Puces et tiques en hiver : un risque toujours présent
Les températures sont encore fraîches en février, les plaids sont toujours de sortie et nos compagnons à quatre pattes profitent du confort de la maison…
Mais saviez-vous que l’hiver n’est plus synonyme de répit contre les parasites ?
Durant cette période, les puces et les tiques continuent de menacer la santé de votre chien ou de votre chat. La saisonnalité du traitement antiparasitaire externe (APE) n’est aujourd’hui plus aussi évidente qu’autrefois.
Pourquoi les puces restent actives en hiver ?
Contrairement aux idées reçues, les puces en hiver ne disparaissent pas. Plusieurs facteurs expliquent leur présence quasi permanente.
1/ Les maisons chauffées favorisent leur cycle de vie
En hiver, nos habitations sont chauffées en moyenne autour de 19 °C. À cette température, les puces peuvent réaliser leur cycle de vie en 30 jours environ.
Lorsque la température atteint 27 °C, conditions idéales pour leur développement, le cycle complet de l’œuf à l’adulte, (œuf, larve, nymphe, adulte) s’accélère et nécessite seulement 15 à 16 jours. Un intérieur chauffé suffit donc à ces parasites de se développer toute l’année, même si votre animal sort peu.
2/ Des hivers plus doux
Le réchauffement climatique entraîne des périodes froides moins longues et moins intenses.
Les phases de gel prolongé sont moins fréquentes, ce qui favorise le maintien des puces et des tiques dans l’environnement. Ils survivent ainsi plus facilement en extérieur.
3/ Des animaux en quête de chaleur
Radiateurs, tapis, couvertures, paniers… Ces zones chaudes constituent un environnement idéal pour le développement des œufs et des larves de puces.
Les tiques chez le chien : un risque hivernal réel
Les tiques ne disparaissent pas totalement pendant la saison froide.

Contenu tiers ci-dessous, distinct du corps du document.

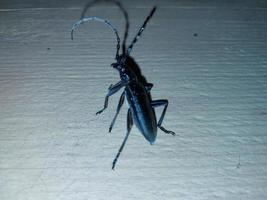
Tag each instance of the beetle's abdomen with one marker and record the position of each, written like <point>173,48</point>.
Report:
<point>143,114</point>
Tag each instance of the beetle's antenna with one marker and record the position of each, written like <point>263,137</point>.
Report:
<point>141,30</point>
<point>78,23</point>
<point>90,4</point>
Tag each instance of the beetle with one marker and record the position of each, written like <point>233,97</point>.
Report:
<point>141,111</point>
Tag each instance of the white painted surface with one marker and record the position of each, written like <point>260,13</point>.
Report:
<point>52,146</point>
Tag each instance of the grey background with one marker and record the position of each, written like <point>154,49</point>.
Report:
<point>52,146</point>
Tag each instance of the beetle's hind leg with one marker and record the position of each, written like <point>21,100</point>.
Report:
<point>121,101</point>
<point>129,127</point>
<point>162,102</point>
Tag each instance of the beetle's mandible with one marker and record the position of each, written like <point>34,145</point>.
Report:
<point>135,87</point>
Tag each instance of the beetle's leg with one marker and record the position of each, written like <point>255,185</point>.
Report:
<point>129,126</point>
<point>162,102</point>
<point>112,90</point>
<point>148,86</point>
<point>121,101</point>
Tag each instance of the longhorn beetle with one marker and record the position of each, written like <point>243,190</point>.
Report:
<point>135,87</point>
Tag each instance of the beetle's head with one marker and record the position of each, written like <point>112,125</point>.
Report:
<point>120,64</point>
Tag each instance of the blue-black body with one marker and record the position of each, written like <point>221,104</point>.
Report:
<point>135,87</point>
<point>139,99</point>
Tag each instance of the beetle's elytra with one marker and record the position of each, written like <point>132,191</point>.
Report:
<point>135,87</point>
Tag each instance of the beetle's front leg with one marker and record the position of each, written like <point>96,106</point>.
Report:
<point>112,90</point>
<point>162,102</point>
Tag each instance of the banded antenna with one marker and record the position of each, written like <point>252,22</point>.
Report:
<point>141,30</point>
<point>117,3</point>
<point>78,23</point>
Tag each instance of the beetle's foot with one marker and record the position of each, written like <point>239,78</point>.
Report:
<point>110,128</point>
<point>100,111</point>
<point>166,131</point>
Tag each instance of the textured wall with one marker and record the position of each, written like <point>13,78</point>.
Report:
<point>209,59</point>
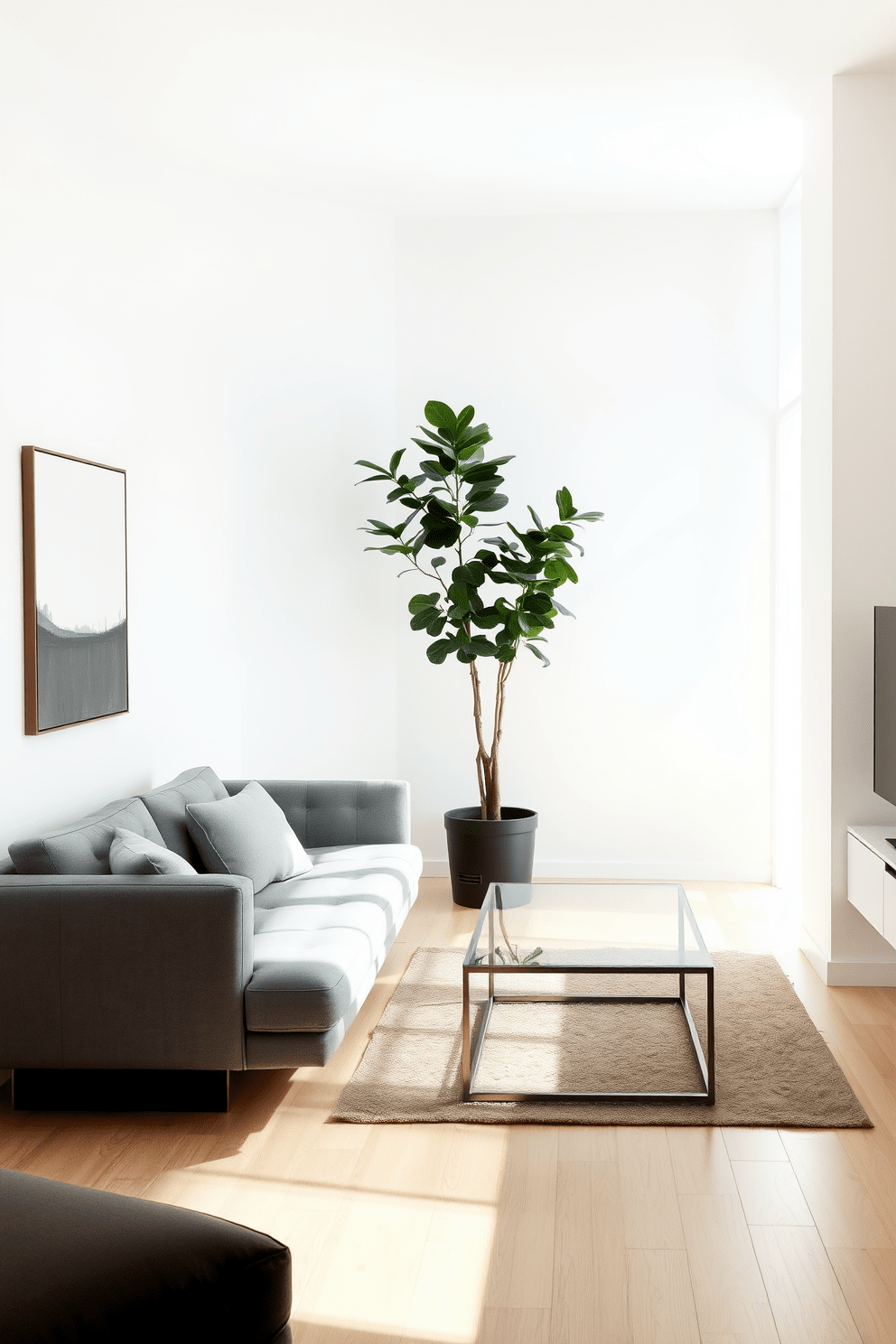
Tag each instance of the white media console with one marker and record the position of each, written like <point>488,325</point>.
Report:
<point>871,876</point>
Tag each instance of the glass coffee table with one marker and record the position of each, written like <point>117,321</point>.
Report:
<point>575,930</point>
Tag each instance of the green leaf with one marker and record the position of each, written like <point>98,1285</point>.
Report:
<point>441,415</point>
<point>440,650</point>
<point>471,573</point>
<point>422,602</point>
<point>487,558</point>
<point>440,537</point>
<point>487,619</point>
<point>481,472</point>
<point>482,648</point>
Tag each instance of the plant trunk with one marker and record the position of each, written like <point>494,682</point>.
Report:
<point>487,762</point>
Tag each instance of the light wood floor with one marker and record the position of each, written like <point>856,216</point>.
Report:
<point>537,1234</point>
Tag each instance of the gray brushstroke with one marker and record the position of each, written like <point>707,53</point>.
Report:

Leur activité peut ralentir, mais elle ne s’interrompt pas nécessairement.
Certaines espèces, notamment Dermacentor reticulatus, appelée tique du chien, restent actives lorsque les températures sont clémentes. Elles peuvent transmettre différentes maladies chez le chien, comme la babésiose, l’ehrlichiose, la borréliose ou encore la leishmaniose selon les régions.
La babésiose, par exemple, est une infection sanguine qui détruit les globules rouges et peut entraîner un état grave si elle n’est pas prise en charge rapidement.
Quels sont les risques en cas d’arrêt du traitement antiparasitaire ?
Interrompre le traitement antiparasitaire du chien ou du chat en hiver peut avoir plusieurs conséquences :
Démangeaisons et irritations cutanées
Dermatite allergique aux piqûres de puces (DAPP)
Fièvre et anémie liées aux piqûres répétées
Transmission de maladies infectieuses et parasitaires par les tiques et les puces
Par ailleurs, une infestation hivernale non détectée peut s’installer dans l’environnement domestique (tapis, paniers, moquettes) et devenir massive au printemps.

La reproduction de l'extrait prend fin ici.